Naval Ravikant: How to get rich (without getting lucky) (2018) - simonebrunozzi
https://twitter.com/naval/status/1002103360646823936
======
simonebrunozzi
I am re-reading Naval's "tweetstorm" on how to get rich. I like Naval, I think
he's smart, and well-intentioned. But somehow I feel his approach is mostly
wrong (or at least too Silicon Valley-centric). I am trying to wrap my head
around on "why" I feel it's wrong, and for now it's simply very hard to
explain.

I am looking at some statistics, and it seems that his suggestions would only
apply to a small percentage of "current" millionaires.

Some people inherit their wealth; some invested in real estate in coastal
cities 20-30 years ago and now their main asset is worth >$1M; some people are
simply professionals that accumulated enough money over 25-30 years of
working, and invested in a not-too-bad way.

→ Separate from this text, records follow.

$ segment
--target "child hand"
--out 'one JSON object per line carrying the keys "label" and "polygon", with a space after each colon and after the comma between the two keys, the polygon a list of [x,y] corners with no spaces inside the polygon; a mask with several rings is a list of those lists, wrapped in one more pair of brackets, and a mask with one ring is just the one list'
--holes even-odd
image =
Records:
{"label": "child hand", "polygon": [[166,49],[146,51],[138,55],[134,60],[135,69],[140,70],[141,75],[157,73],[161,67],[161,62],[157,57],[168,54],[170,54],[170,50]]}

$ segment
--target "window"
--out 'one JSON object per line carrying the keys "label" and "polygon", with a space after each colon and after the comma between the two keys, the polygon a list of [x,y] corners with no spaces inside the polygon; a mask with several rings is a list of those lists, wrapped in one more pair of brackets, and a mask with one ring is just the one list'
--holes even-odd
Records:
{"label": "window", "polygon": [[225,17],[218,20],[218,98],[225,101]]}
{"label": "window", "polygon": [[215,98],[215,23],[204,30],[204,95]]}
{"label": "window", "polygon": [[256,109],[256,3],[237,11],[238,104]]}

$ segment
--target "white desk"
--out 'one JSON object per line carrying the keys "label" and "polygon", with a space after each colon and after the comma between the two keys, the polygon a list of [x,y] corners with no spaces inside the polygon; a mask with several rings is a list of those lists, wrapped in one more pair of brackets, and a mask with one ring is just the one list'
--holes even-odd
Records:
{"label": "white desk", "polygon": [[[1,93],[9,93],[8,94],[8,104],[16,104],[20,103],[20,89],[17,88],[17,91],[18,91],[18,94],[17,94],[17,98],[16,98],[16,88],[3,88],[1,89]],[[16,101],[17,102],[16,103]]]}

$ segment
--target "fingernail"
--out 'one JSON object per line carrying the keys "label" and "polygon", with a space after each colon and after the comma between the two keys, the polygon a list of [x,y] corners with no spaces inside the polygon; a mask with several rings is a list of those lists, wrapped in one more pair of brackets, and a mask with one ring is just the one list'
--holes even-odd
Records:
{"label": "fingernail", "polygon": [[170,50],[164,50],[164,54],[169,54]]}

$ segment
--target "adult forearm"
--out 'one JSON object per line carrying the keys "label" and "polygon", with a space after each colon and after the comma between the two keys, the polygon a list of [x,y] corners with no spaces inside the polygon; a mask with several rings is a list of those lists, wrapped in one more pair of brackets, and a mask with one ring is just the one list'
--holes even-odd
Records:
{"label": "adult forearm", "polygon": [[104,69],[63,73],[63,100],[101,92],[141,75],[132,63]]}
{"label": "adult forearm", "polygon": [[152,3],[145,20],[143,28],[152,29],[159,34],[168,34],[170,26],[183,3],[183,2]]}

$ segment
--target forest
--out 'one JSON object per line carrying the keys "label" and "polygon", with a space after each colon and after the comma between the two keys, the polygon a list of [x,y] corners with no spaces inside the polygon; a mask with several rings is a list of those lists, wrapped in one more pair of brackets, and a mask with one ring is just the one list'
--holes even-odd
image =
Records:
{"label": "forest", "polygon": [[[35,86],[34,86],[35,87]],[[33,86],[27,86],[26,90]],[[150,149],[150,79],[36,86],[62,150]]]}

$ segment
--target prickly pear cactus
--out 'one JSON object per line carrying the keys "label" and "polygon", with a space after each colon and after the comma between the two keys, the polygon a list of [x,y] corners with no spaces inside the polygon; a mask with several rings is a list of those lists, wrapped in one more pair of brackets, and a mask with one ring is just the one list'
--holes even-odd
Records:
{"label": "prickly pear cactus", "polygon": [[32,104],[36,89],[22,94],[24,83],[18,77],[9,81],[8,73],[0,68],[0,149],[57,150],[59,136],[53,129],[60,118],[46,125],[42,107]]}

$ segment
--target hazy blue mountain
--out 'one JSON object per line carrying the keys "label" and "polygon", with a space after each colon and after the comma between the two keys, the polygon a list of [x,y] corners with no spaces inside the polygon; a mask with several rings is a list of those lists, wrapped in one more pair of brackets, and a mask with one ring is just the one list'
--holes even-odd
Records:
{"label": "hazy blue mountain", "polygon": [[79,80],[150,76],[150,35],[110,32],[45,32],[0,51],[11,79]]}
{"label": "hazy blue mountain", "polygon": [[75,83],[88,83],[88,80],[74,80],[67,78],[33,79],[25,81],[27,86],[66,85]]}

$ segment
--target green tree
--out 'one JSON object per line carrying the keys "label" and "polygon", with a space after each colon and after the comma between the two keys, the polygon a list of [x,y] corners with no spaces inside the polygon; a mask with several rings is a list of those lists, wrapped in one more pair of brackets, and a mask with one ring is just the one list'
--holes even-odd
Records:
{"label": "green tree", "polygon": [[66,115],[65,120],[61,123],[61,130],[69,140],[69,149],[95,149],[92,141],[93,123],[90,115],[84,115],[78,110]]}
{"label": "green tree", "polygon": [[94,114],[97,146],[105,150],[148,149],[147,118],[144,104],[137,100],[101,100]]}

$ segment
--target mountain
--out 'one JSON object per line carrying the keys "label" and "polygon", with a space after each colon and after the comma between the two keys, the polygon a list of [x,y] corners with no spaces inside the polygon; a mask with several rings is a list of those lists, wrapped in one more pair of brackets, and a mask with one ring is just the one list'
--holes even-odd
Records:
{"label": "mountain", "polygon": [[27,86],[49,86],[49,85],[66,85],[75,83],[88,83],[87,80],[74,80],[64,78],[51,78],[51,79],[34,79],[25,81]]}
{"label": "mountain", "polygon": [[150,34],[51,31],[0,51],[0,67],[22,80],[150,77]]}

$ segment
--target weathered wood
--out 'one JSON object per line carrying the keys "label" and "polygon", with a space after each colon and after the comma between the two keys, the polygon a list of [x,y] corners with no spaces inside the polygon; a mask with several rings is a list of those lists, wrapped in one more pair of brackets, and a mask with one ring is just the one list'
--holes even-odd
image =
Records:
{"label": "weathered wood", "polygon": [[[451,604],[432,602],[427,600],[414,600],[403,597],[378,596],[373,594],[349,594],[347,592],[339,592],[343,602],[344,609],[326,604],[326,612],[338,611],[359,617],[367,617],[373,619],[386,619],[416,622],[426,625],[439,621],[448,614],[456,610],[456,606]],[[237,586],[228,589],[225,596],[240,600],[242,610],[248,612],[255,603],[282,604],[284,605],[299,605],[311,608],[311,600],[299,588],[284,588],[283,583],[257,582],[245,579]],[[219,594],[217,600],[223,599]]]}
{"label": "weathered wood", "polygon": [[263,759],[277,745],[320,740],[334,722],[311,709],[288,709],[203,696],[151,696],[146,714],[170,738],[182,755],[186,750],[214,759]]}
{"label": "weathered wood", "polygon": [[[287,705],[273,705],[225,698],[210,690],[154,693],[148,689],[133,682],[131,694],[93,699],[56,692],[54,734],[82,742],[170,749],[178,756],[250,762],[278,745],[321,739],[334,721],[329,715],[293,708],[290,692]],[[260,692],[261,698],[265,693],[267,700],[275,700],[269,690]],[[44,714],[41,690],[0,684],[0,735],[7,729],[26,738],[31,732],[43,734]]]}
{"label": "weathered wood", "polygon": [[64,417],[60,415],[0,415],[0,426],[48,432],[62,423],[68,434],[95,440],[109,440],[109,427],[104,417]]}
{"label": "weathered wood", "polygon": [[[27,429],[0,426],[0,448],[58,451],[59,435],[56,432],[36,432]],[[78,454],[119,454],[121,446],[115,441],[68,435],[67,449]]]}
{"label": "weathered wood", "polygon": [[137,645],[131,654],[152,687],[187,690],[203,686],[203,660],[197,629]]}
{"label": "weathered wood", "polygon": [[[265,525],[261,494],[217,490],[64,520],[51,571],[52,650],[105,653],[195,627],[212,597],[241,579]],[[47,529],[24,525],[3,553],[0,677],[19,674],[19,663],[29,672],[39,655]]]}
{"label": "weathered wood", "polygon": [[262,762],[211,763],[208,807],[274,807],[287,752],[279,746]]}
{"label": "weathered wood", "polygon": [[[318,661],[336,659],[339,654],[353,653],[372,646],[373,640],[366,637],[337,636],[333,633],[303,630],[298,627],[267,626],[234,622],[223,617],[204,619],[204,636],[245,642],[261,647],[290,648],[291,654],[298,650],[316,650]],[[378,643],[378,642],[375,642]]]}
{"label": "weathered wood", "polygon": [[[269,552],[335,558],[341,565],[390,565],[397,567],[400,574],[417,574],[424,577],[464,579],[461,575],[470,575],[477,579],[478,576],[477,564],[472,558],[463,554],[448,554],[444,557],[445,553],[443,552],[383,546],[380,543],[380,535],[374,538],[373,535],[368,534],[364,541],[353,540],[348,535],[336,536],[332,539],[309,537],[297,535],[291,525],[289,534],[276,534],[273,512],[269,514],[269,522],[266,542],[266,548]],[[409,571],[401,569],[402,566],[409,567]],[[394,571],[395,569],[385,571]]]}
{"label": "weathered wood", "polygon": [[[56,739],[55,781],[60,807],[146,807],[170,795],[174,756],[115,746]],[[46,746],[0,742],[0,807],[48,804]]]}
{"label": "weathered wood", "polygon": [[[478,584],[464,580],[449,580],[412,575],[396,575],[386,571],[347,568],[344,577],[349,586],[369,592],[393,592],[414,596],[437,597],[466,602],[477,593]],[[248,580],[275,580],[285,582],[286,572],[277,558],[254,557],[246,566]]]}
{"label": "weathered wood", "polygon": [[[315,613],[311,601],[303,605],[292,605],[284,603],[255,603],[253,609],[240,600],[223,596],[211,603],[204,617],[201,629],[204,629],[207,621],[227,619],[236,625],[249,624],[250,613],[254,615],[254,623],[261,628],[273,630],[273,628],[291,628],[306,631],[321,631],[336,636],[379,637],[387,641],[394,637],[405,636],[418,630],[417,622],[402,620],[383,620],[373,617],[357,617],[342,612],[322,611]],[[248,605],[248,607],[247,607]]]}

Conversely, it would be interesting to examine why people fail to become
millionaires, despite having the opportunity. A good example is divorce rates:
highest for blacks, lowest for asians, and that is one factor on why asians
tend to have a much higher opportunity to become millionaires (everything else
being equal: income, education, etc).

I'm sure this would be a very interesting topic to explore. Looking forward to
some smart comments, and if possible, some good references to material that I
can read/study.

------
hncynic23
1\. have mommy and daddy who go into united states give you opportunities 2\.
get rich and lucky 3\. try to rationalize it trough twitter